XV de France : le stage à Nice est-il compatible avec la crise sanitaire ?

  • Pour le staff de Fabien Galhtié, le stage à Nice a pour but de casser la routine des rassemblements du XV de France. La situation sanitaire pose cependant question.
    Pour le staff de Fabien Galhtié, le stage à Nice a pour but de casser la routine des rassemblements du XV de France. La situation sanitaire pose cependant question. Midi Olympique - patrick Derewiany.
Publié le , mis à jour

Alors que la tenue du Tournoi des 6 Nations 2021 est toujours soumise à la pression du ministère, les Bleus ont choisi de se préparer à Nice. Un choix qui étonne...

Dès son arrivée à la tête des équipes de France, au lendemain de l’élection de la première élection de Bernard Laporte à la tête de la FFR, Serge Simon émettait ce souhait : sortir le XV de France du "tout Marcoussis" et lui proposer des stages délocalisés, en province, à la rencontre de son public. Une démarche également pour les rencontres, avec une augmentation des matchs en province, même si les Bleus sont tenus contractuellement de disputer quatre à cinq matchs par an au Stade de France.

Dans les faits, cela s’est vite concrétisé : des camps de base établis à Monaco ou Nice (préparation au Mondial 2019), des semaines en Irlande (Tournoi 2019) et, en 2017, le passage controversé d’une partie de la délégation des Bleus par la réunion, sur leur chemin vers l’Afrique du sud où les attendait une tournée estivale.

Dans cette logique, c’est donc à Nice, une nouvelle fois, que l’équipe de France avait de longue date prévu de préparer ce Tournoi des 6 Nations 2021, pendant une dizaine de jours, avant de s’envoler directement pour l’Italie sans passer par Marcoussis. Une manière de casser la routine et d’améliorer les conditions de travail en se rapprochant du soleil, par ces périodes hivernales.
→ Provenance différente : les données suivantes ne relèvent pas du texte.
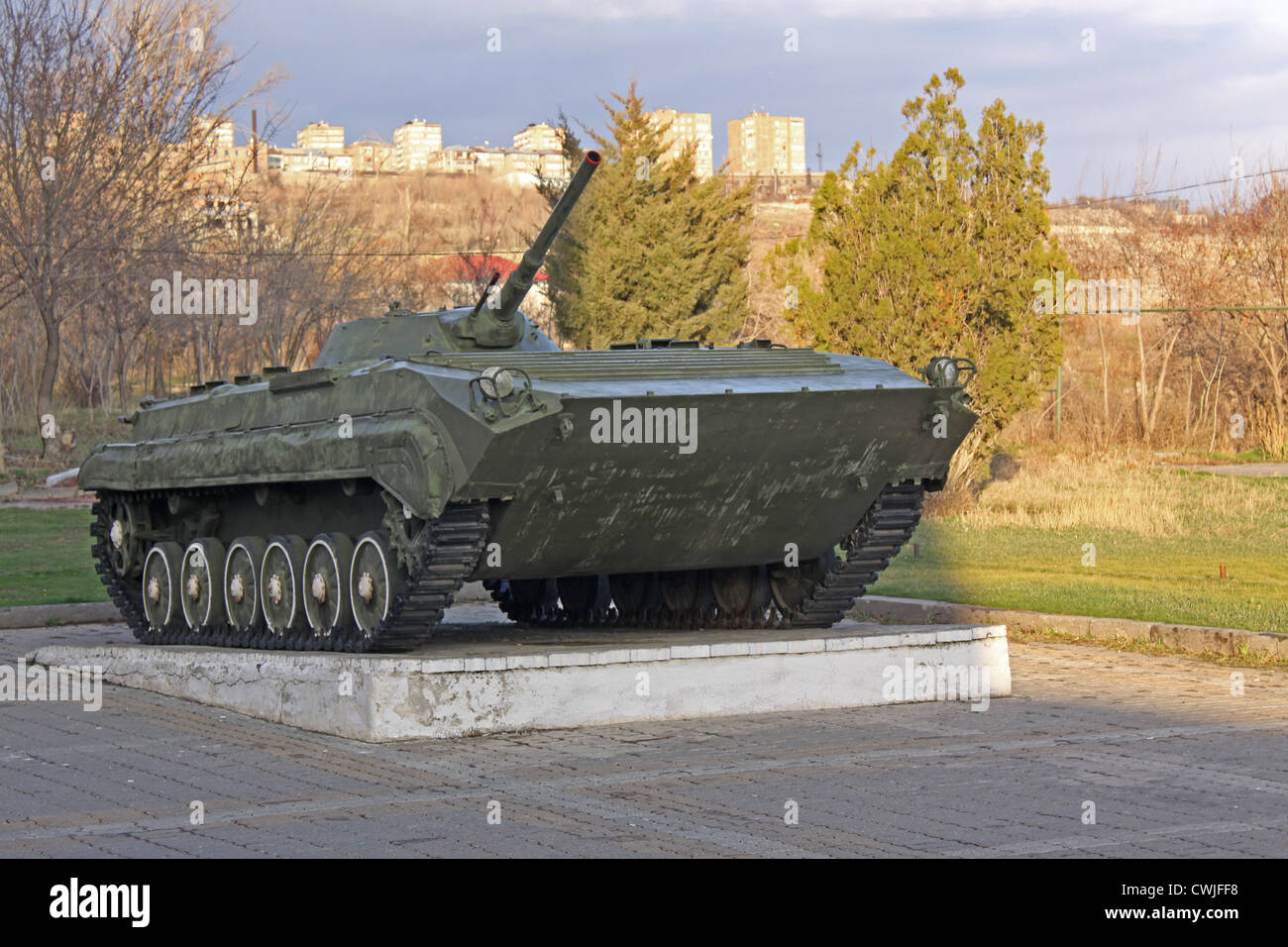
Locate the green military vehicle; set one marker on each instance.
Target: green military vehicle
(657, 483)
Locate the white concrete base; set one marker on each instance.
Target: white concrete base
(497, 677)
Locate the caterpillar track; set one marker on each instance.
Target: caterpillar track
(434, 558)
(814, 594)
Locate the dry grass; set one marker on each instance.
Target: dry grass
(1128, 493)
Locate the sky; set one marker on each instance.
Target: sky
(1179, 89)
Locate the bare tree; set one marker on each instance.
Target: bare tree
(102, 129)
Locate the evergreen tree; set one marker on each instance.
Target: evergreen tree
(651, 250)
(936, 252)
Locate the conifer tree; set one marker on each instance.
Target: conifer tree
(651, 250)
(936, 252)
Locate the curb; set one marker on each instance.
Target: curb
(99, 612)
(1223, 641)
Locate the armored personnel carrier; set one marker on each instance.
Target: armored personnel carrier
(657, 483)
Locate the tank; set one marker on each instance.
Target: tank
(658, 483)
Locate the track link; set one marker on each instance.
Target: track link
(447, 554)
(866, 552)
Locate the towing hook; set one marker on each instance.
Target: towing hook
(945, 371)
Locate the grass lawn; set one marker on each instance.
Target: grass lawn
(46, 558)
(1159, 539)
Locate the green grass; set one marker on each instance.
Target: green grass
(1173, 579)
(46, 558)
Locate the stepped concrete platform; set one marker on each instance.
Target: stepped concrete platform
(484, 674)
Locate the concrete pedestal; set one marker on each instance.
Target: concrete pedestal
(484, 676)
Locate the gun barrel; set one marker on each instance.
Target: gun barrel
(520, 279)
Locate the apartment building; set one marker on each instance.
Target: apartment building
(686, 129)
(767, 145)
(317, 136)
(416, 144)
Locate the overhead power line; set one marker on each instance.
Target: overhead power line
(1175, 189)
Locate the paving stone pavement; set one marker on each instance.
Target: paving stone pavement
(1175, 764)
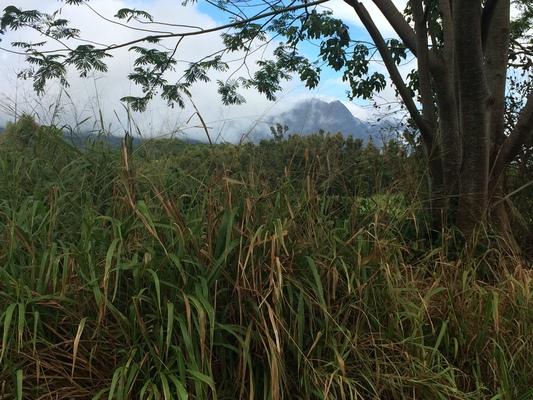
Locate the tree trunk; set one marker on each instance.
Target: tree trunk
(474, 112)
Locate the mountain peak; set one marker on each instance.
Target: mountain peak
(312, 115)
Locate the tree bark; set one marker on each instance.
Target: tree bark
(474, 110)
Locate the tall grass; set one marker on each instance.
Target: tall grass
(125, 277)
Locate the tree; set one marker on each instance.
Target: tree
(466, 51)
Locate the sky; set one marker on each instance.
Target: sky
(89, 102)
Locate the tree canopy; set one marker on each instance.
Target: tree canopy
(469, 54)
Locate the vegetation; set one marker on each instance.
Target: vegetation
(468, 54)
(303, 268)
Sauf que, depuis, le contexte sanitaire s’est de nouveau tendu, au cours de l’automne. Un nouveau confinement, simplement allégé début décembre par un couvre-feu. Autour de la tenue des matchs, le contexte s’est également fait plus strict : début janvier, le ministère des Sports, celui de la santé et le ministère de l’intérieur s’accordaient pour prononcer la suspension des compétitions européennes. En suivant, la ministre déléguée aux Sports Roxana Maracineanu laissait le Tournoi des 6 Nations sous pression : "Le premier match va se jouer contre l’Italie. Pour celui contre l’Irlande et l’Angleterre, il faut que l’on obtienne vraiment les garanties nécessaires. […] Quand il y a des rencontres internationales, nous mettons en péril, en quelque sorte, la santé de ces sportifs. Donc il faut que l’on ait les garanties à hauteur de ce que nous engageons, nous, comme moyens pour préserver la santé des sportifs et il faut que ce soit la même chose dans tous les pays."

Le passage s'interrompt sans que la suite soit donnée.